THE OXIDATIVE DEGRADATION OF KERATIN (WOOL AND BOVINE HAIR)

Authors: Marmer, William; Dudley, Robert

Submitted to: Journal of American Leather Chemists Association
Publication Type: Peer Reviewed Journal
Publication Acceptance Date: 4/17/2006
Publication Date: 11/1/2006
Citation: Marmer, W.N., Dudley, R.L. 2006. The Oxidative Degradation of Keratin (Wool and Bovine Hair). Journal of American Leather Chemists Association. 101(11):408-415.

Interpretive Summary: An early stage in the conversion of hides into leather is the removal of hair from the hides. This has been done traditionally using toxic and environmentally unfriendly processes employing the chemical agent sodium sulfide. Oxidizing agents are alternative and more benign agents. In the past few years we have investigated the effectiveness of such alternatives. In the current study we examined those processes to determine if they all worked by a common mechanism. We applied such techniques as NMR spectroscopy, mass spectrometry, and solubility studies on hide samples and hair.

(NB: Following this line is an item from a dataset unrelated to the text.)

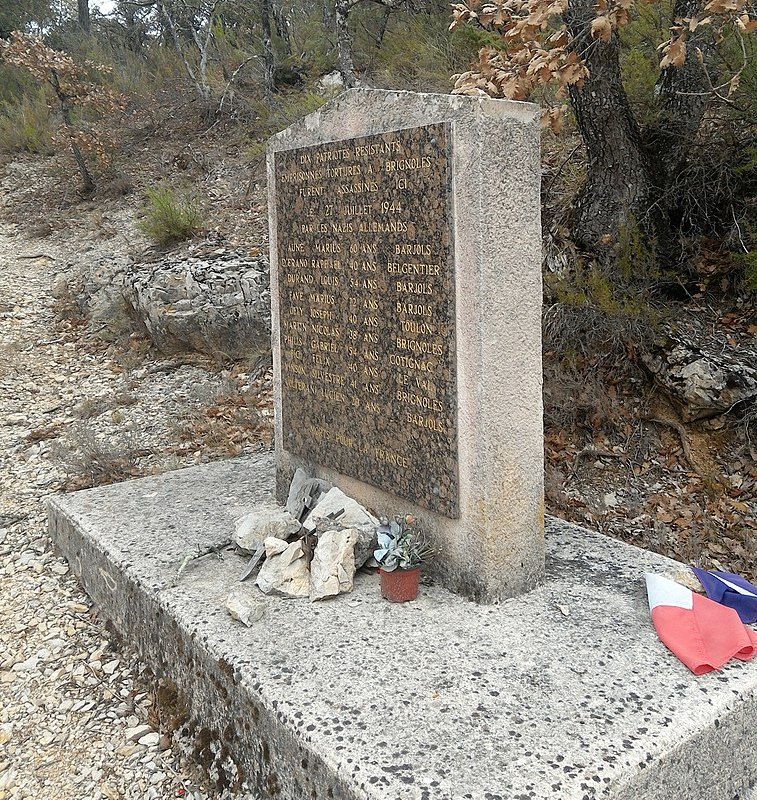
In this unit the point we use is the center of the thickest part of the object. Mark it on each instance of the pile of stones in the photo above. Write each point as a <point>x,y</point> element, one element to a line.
<point>312,547</point>
<point>209,298</point>
<point>212,299</point>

Not only did the results point to a common mechanism, but they demonstrated that a consequence of alkaline dehairing – so-called hair immunization, which renders the hair resistant to dehairing – is of no consequence when applying the alternative oxidative systems. The results should encourage the replacement of sulfide-induced dehairing in our tanneries and those abattoirs that conduct their own dehairing.

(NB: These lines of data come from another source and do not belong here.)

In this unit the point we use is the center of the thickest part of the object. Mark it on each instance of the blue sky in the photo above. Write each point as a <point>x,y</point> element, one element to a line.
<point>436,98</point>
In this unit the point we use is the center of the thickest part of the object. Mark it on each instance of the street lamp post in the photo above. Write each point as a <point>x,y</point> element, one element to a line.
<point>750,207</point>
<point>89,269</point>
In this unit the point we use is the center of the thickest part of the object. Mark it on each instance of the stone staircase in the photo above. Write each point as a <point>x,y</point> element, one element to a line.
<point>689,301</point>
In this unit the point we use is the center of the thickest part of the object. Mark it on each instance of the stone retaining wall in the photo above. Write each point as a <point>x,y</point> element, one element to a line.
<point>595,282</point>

Technical Abstract: In our development of multiple formulations for alkaline oxidative dehairing, using perborate, percarbonate, and hydrogen peroxide/cyanate systems, we wondered whether all the oxidative dehairing reactions could be described by a single reaction mechanism. The present study investigated the parameters of base concentration, oxidant, and reaction time, and sought evidence for hair immunization (the formation of protein species insoluble in alkaline sulfide) and cystine oxidation. The base likely played two roles, a catalyst for the hydrolysis of the polypeptide backbone and an aid in the swelling of the hair shaft. The disulfide linkages in cystine were oxidatively cleaved by the oxidizing agent and the reaction mechanism was the same for all of the oxidative systems. MALDI TOF/TOF spectrometry indicated that at least some of the cysteine in solubilized keratin liberated from treatment of alkaline peroxide/cyanate remained intact (unoxidized), but proton NMR spectroscopy showed the oxidation of cystine to cysteic acid for all oxidizing systems studied. Base was effective in hydrolyzing the keratin, but the addition of an oxidizing reagent (perborate) increased the amount of hair (wool) solubilized and decreased the amount of solubilized keratin with a MW> 3.5 KDa. The increased rate of alkaline solubilization of wool by incorporation of oxidizing agents suggested that the cleavage of the disulfide linkage further allowed the hair to swell and take up water (and base).